This graph seems to me to reconcile aspects of legitimate skepticism with a devastating reality. Here’s the earth’s temperatures going back 11,000 years – far further than the 2,000 years previously viewed in popular culture as the “hockey stick”. You can see that stick at the far right of the following graph:
So, yes, the earth has been warmer than it now is while humans inhabited it. Yes, climate has shifted over the millennia, depending on a variety of non-human factors which could also be affecting us now. Yes, in the last half a millennium, we hit what was described as a mini-ice-age, bringing temperatures down to record lows for ten millennia.
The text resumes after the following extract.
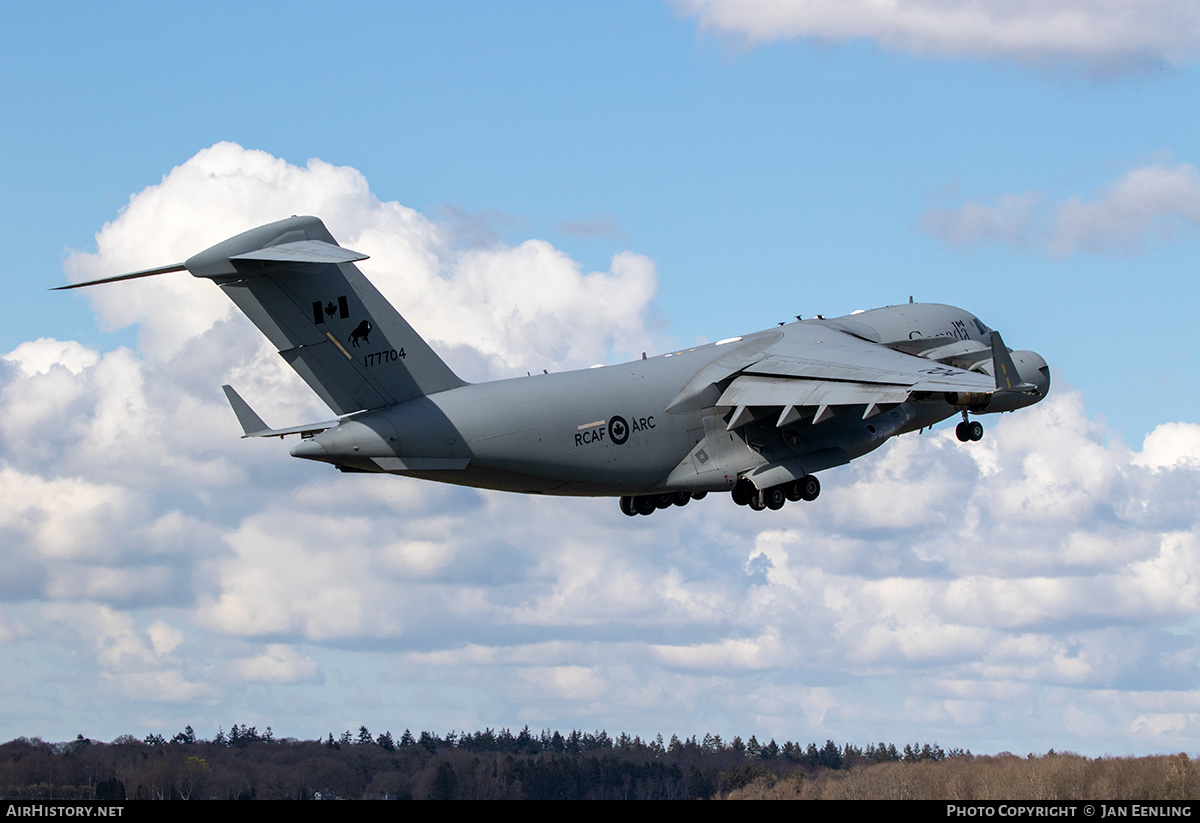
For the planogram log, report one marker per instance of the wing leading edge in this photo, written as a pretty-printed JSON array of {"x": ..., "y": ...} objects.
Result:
[{"x": 815, "y": 372}]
In 1683, for example, the river Thames was frozen completely for two months. Here’s a painting of the river in 1677, as the Little Ice Age, as we now call it, set in:
I can remember a cover-story in the New Republic predicting a new ice age in the 1980s – based on the long-term chilling of the planet. So you can see why those urging against hysteria have some historical climate variety to argue that change has always been here and that humans have lived on the planet for 2000 years and adapted to similar temperature variations before. So chill out, and keep drilling.
The problem with that reassuring scenario, as Tim McDonnell points out, is that we have never before experienced this sudden rate of heating before ever – certainly not since humans developed agriculture. It’s getting close to a vertical line now, which suggests to me that the likelihood of feedback loops actually intensifying the heat has also gone up.To put it mildly, I can see no external reason why the earth’s temperature would have suddenly gone haywire in the last 500 years, without factoring in carbon, capitalism and the industrial revolution. For a while, that carbon actually warmed us up out of a millennial-long cooling. But now, it’s out of control. And if you begin to imagine the impact of every Chinese or Indian reaching the same level of prosperity as Western Europe, using the same carbon sources of energy, we are clearly putting the planet through a stress test never before imposed by its inhabitants.
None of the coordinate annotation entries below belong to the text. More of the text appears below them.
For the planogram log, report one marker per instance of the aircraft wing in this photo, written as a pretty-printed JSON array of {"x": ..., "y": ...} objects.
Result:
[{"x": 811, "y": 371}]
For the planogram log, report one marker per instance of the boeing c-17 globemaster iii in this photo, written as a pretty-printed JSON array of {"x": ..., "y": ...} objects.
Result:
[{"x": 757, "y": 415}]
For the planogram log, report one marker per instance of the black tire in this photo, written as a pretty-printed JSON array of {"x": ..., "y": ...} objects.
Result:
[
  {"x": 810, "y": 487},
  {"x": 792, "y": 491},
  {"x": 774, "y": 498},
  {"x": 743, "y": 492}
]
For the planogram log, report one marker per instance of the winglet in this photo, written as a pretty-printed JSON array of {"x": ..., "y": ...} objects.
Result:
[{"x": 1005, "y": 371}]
To be perfectly frank, this graph shows our civilization to be unsustainable unless we dramatically alter its source of energy. Maybe we can adapt – in ways our ancestors did. But they were able to do so over much, much longer periods of time, and were not actually creating the situation.
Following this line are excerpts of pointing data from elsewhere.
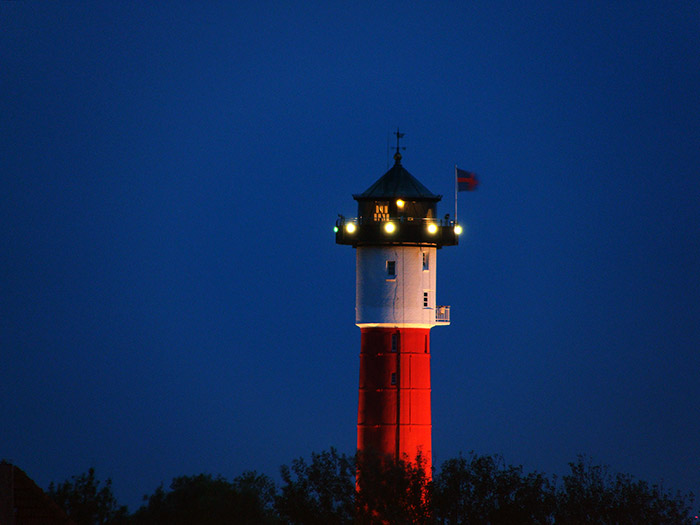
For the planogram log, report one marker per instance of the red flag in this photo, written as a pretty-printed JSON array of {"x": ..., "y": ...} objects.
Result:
[{"x": 466, "y": 180}]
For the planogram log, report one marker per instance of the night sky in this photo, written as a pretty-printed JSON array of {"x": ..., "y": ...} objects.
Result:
[{"x": 172, "y": 300}]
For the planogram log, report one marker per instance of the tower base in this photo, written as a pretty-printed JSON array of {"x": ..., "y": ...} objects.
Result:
[{"x": 394, "y": 414}]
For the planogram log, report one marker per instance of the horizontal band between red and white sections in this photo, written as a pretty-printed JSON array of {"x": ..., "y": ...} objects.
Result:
[{"x": 394, "y": 325}]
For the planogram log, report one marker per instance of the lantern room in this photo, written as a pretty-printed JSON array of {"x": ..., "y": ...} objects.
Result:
[{"x": 397, "y": 209}]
We have become gods. And we are destroying what we inherited as a species. I do not have an answer, and suspect only a technological breakthrough in energy resources will make a difference real enough to stop this looming catastrophe. But that this isn’t the priority of every government on Earth right now (apart from Russia and Canada) is beyond me. And a carbon tax – the simplest clearest inhibitor of turning our planet into an oven – would be a start.